Una massiccia operazione si è conclusa nelle scorse ore in 26 città del centro e nord Italia. Il maxiblitz, avviato a inizio maggio sotto il coordinamento del Servizio Centrale Operativo della Polizia di Stato e condotto dalle Squadre Mobili, ha preso di mira i reati contro il patrimonio, con un focus mirato su furti in abitazione e truffe agli anziani.
Il bilancio dell’attività, che ha visto in campo anche i Reparti Prevenzione Crimine, è imponente: 70 persone arrestate (tra cui un minorenne) e 264 denunciate a piede libero, inclusi 25 minori.
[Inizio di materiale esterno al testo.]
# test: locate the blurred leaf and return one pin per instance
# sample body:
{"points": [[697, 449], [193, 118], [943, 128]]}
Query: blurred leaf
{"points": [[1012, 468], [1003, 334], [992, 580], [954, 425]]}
Nel corso dei controlli, concentrati nei quartieri a rischio e nei pressi dei locali notturni, sono state identificate 27.638 persone.
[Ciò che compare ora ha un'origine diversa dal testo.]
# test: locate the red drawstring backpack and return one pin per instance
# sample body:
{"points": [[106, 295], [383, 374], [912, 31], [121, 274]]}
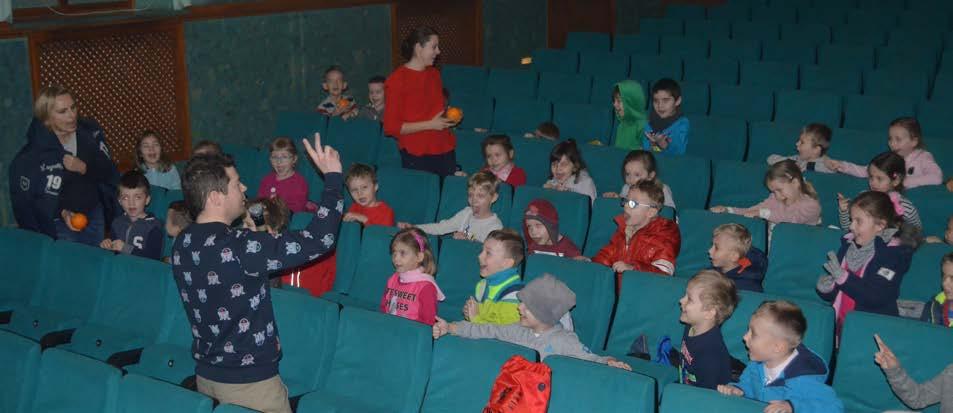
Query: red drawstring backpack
{"points": [[521, 387]]}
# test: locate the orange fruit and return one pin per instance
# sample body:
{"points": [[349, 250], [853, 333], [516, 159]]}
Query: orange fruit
{"points": [[79, 221], [454, 114]]}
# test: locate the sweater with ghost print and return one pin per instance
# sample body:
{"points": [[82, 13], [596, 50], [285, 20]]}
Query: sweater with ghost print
{"points": [[222, 276]]}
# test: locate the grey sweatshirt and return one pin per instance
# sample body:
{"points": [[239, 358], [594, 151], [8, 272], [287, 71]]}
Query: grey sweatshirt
{"points": [[555, 341], [918, 396]]}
I sequestri confermano la pericolosità dei soggetti intercettati. Gli agenti hanno sigillato 19 armi da fuoco con relativo munizionamento e 11 armi bianche (tra cui machete, accette e sciabole), con una preoccupante diffusione del porto di lame tra i giovani. Recuperati anche 29 arnesi da scasso, oltre 13.000 euro in contanti, gioielli, abiti griffati e 2.000 pacchetti di sigarette di contrabbando, per un valore di diecimila euro. Un duro colpo alla microcriminalità.